Todas las noches, cuando veo la tele autonómica, aparece un anuncio en el que una conocida marca de coches de alquiler asegura: “Canarias es un paraíso”. Después del eslogan, una mujer y un hombre corren como caballos desbocados por una playa de arena. Van vestidos de blanco, como en una boda ibicenca. Y, todas las noches, cuando lo veo, me repito que si esto es un paraíso, por qué yo no me pude bañar en aquella piscina. Y si esto es un paraíso, por qué hay gente que no puede participar del paraíso. Y por qué mis padres tienen el cuerpo destrozado por el paraíso y no pueden disfrutar del paraíso, pues resulta que están ocupados en hacer que sean otros los que disfruten de ese paraíso a través del desgaste de sus rodillas y su espalda y su tendinitis aguda. Y si esto es el paraíso, por qué expulsan a la gente de las casas del paraíso para luego construir hoteles y avenidas marítimas del paraíso. Y por qué este mar chupado por una cañita, este mar oscuro, negro como un perro salvaje y pulguiento —que en el siglo pasado nos cargó entre los dientes hasta Cuba, Venezuela, Alemania o Inglaterra y que ahora nos trae a la gente de la costa de al lado, la que está justito al lado, la costa de ese continente que todavía nos parece un espejismo—, genera tanta muerte y tanto olvido. Y por qué en esta isla hermosa, que me eriza los pelos de la nuca y me hace llorar cuando estoy lejos, no hay trabajo ni esperanza para los hijos del paraíso.
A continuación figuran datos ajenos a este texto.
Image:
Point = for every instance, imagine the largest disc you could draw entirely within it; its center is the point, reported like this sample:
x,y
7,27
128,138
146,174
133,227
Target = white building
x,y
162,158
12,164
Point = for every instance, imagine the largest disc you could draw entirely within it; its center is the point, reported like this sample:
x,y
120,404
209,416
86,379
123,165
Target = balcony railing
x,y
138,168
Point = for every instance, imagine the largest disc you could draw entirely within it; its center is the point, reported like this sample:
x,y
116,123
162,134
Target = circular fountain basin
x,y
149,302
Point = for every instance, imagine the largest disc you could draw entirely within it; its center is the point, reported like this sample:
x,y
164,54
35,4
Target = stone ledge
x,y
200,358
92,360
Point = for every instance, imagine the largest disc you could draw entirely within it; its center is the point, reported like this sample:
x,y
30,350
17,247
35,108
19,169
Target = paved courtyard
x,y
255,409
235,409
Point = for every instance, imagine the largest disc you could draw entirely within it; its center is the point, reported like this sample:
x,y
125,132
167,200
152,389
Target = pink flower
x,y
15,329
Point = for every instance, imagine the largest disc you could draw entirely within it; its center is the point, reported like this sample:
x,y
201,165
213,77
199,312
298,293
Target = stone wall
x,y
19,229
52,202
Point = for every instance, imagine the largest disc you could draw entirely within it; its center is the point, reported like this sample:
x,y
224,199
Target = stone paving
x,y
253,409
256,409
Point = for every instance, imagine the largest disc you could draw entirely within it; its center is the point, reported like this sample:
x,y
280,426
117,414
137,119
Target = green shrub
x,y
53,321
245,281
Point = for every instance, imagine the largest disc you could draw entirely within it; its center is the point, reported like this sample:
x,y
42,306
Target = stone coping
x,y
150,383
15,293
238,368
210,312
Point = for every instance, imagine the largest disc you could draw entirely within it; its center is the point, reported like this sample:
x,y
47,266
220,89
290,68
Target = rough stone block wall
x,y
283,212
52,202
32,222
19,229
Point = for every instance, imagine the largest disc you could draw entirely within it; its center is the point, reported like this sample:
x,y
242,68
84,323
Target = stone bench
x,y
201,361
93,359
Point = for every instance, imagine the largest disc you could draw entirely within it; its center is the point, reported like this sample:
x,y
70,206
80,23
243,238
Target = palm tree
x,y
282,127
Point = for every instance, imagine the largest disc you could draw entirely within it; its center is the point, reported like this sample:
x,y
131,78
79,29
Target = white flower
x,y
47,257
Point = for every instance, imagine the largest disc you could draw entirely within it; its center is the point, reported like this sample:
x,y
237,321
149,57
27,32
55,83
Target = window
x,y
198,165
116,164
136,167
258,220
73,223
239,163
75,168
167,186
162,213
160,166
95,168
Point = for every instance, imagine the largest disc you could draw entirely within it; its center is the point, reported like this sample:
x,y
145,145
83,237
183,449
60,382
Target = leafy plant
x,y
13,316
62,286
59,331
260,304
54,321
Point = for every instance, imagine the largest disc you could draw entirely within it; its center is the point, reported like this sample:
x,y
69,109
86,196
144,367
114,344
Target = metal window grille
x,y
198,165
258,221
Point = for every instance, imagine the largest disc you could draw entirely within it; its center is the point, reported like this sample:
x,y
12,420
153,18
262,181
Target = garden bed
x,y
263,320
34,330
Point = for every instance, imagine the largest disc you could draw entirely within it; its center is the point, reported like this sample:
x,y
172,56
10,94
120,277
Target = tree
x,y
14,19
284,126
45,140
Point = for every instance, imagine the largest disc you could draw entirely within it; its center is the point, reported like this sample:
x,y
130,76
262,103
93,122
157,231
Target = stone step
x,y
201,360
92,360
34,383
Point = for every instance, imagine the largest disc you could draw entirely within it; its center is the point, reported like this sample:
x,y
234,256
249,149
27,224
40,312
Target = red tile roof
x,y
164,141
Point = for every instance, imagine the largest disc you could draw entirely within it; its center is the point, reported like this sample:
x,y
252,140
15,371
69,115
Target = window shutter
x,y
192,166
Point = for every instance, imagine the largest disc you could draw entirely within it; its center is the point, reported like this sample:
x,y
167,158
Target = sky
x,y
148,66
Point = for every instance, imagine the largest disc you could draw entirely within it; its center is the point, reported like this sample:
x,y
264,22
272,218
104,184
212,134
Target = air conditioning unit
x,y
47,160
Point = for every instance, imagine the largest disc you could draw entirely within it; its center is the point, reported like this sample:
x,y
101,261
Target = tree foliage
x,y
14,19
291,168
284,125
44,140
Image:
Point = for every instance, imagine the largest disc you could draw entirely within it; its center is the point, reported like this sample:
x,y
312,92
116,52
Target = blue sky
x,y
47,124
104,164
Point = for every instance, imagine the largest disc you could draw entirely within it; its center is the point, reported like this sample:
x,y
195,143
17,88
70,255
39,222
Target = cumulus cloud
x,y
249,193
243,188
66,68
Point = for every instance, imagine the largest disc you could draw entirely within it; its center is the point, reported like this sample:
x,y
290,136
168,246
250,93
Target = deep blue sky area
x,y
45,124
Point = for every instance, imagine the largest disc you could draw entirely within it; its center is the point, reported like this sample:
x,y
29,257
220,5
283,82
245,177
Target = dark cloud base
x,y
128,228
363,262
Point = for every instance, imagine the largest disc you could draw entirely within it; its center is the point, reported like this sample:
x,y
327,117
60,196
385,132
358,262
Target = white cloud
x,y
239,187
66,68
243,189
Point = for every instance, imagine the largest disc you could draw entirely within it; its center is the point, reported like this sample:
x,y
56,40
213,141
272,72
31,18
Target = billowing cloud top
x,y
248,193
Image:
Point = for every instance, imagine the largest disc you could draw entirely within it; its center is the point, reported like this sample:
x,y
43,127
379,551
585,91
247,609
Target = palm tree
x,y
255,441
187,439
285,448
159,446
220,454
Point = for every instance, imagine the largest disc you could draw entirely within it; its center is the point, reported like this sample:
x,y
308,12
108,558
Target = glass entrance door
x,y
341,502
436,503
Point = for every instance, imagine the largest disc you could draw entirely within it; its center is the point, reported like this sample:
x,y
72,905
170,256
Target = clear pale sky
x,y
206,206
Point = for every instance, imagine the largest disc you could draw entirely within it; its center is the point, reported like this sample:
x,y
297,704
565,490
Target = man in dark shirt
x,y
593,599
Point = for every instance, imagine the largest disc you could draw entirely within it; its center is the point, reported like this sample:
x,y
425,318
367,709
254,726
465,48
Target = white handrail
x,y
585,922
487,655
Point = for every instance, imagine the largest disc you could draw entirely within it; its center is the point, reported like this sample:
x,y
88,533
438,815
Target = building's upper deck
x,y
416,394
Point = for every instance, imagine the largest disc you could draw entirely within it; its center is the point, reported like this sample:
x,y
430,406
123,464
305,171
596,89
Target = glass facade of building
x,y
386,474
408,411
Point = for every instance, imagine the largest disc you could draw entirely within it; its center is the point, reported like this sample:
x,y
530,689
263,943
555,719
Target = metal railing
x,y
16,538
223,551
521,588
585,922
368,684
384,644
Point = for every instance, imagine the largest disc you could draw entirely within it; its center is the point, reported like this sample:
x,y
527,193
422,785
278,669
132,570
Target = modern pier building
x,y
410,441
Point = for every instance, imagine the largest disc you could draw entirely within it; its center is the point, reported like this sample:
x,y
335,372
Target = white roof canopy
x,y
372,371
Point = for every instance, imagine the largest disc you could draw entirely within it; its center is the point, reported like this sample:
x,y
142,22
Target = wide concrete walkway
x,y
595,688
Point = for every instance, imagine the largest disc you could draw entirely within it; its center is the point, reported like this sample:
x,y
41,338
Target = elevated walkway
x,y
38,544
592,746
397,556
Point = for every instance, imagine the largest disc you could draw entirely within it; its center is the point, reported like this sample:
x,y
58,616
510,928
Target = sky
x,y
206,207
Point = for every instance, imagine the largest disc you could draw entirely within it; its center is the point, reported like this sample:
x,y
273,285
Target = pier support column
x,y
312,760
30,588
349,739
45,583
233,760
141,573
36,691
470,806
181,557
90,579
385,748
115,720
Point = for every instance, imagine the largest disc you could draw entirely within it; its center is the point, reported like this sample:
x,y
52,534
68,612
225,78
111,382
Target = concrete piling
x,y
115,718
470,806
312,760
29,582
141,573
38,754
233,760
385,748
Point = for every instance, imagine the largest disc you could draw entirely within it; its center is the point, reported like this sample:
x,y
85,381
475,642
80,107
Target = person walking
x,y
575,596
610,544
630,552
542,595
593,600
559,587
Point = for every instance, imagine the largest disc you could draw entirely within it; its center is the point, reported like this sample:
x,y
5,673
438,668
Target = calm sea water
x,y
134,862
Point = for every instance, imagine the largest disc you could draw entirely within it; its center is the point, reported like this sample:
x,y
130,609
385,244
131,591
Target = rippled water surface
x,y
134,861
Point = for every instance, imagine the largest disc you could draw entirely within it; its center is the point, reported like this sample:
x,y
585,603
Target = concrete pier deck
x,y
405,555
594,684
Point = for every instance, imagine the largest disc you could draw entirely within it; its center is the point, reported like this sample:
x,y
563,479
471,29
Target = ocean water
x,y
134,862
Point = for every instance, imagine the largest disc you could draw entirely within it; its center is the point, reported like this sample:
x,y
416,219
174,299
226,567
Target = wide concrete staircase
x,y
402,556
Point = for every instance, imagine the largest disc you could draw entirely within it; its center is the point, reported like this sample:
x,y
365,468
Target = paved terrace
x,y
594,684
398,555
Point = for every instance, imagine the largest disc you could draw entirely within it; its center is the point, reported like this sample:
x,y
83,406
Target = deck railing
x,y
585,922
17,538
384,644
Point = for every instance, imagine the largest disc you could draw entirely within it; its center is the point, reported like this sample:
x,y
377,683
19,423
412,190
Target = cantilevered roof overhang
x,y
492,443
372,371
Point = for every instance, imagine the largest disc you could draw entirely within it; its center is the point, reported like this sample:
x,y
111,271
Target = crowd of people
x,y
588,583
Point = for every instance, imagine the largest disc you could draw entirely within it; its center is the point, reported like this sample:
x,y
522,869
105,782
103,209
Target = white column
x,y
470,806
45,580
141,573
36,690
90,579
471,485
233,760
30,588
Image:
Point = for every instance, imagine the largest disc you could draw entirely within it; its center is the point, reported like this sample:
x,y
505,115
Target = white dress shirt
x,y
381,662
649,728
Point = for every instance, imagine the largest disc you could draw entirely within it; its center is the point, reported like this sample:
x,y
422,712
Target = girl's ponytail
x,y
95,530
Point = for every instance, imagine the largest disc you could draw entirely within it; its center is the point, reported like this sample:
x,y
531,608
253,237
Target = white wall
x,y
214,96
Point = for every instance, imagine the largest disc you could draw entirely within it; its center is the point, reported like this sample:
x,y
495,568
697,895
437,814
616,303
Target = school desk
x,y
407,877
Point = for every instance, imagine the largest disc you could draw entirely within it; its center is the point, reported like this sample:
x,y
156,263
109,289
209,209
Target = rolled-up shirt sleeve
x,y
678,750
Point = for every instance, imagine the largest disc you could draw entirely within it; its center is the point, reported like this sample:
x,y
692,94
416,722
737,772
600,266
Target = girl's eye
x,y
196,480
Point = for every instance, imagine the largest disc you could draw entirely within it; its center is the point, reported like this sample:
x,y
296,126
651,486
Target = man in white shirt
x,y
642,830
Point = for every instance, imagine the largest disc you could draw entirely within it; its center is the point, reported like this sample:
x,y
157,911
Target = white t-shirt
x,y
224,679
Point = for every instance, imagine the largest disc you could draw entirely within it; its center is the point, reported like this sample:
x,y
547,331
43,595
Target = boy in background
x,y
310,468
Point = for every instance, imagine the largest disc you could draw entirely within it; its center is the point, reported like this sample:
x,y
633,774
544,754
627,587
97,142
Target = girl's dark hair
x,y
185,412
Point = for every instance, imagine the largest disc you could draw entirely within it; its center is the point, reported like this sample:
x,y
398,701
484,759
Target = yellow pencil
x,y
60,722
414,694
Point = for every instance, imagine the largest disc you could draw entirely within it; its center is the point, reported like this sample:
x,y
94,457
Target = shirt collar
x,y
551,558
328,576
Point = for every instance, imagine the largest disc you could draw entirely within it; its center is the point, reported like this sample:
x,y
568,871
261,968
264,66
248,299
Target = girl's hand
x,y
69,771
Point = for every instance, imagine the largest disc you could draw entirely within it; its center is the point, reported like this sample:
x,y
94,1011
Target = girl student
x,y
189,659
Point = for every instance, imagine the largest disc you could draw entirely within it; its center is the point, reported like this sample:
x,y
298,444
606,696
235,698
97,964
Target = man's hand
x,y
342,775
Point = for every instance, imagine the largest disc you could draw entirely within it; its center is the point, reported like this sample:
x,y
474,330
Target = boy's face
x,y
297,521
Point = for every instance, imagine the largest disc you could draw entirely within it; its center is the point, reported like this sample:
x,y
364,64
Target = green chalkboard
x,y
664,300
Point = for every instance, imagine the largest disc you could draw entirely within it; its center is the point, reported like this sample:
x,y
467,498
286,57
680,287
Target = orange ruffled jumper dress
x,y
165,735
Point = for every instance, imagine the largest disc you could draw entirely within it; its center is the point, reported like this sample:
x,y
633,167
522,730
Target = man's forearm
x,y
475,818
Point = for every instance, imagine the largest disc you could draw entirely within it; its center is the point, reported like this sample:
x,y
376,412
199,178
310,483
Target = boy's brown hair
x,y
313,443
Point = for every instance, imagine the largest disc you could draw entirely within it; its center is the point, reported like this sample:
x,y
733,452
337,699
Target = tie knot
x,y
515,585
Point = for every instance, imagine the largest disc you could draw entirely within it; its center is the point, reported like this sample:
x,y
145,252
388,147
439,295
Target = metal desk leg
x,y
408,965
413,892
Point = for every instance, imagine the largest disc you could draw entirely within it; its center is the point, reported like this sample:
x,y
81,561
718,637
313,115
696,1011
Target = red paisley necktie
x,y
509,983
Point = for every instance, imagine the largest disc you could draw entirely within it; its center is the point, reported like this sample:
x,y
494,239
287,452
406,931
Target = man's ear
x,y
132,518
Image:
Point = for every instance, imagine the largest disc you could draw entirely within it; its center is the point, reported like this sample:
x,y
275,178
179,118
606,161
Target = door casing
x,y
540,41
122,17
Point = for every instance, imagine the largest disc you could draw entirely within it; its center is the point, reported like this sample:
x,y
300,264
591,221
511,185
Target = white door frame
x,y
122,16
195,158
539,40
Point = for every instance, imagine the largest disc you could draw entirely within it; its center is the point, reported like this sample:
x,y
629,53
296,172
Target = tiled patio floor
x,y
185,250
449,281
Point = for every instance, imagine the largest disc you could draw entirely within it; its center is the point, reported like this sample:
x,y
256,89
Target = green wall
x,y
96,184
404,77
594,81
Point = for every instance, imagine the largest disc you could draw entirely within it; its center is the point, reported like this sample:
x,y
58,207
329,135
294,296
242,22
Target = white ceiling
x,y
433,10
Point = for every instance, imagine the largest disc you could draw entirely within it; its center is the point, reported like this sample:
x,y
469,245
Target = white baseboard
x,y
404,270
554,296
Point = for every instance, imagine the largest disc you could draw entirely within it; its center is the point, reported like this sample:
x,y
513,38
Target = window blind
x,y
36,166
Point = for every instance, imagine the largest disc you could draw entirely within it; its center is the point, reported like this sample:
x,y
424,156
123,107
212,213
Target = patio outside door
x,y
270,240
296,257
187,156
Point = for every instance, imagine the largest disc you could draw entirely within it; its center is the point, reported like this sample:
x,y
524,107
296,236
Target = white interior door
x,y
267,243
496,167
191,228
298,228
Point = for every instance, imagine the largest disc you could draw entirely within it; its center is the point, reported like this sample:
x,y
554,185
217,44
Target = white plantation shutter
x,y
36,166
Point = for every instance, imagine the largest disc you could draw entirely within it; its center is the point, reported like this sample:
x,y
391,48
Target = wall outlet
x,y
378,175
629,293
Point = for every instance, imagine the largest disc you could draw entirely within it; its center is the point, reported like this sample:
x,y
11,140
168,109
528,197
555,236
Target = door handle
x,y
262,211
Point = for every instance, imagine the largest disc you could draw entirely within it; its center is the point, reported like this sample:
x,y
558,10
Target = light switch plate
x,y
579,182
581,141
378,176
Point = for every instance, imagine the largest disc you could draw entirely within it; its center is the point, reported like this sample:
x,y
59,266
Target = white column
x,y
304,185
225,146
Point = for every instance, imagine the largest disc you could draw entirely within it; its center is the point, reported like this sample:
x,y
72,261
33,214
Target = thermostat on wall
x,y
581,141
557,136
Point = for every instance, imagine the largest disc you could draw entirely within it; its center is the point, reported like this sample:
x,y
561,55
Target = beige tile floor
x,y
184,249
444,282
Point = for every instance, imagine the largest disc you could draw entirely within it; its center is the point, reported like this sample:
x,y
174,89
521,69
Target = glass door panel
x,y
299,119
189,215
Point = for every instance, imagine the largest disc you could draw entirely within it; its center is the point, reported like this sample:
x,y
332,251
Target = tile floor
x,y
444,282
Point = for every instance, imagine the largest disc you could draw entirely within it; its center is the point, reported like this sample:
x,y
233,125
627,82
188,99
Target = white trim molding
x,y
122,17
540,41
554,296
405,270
Esos hijos que aprendimos a promocionar el paraíso como si nos estuvieran pagando por hacerlo.
Y si esto es el paraíso, por qué debajo de un sol eléctrico y adormecedor, luminoso como ninguno, ocurren tantas cosas terribles. Cosas como que el paraíso puede ser una cárcel de personas, gente a la que le entregamos comida rancia y con gorgojos, odio y discriminación, vacío, más que nada vacío y sufrimiento. Si esto es el paraíso, díganme por qué no se me parece en nada al paraíso. Díganme por qué los que habitamos el paraíso seguimos viendo la piscina desde el otro lado.
Andrea Abreu es autora de Panza de burro (Barret), y uno de los 25 narradores jóvenes menores de 25 años que escriben en español seleccionados por la revista Granta en su edición número 23.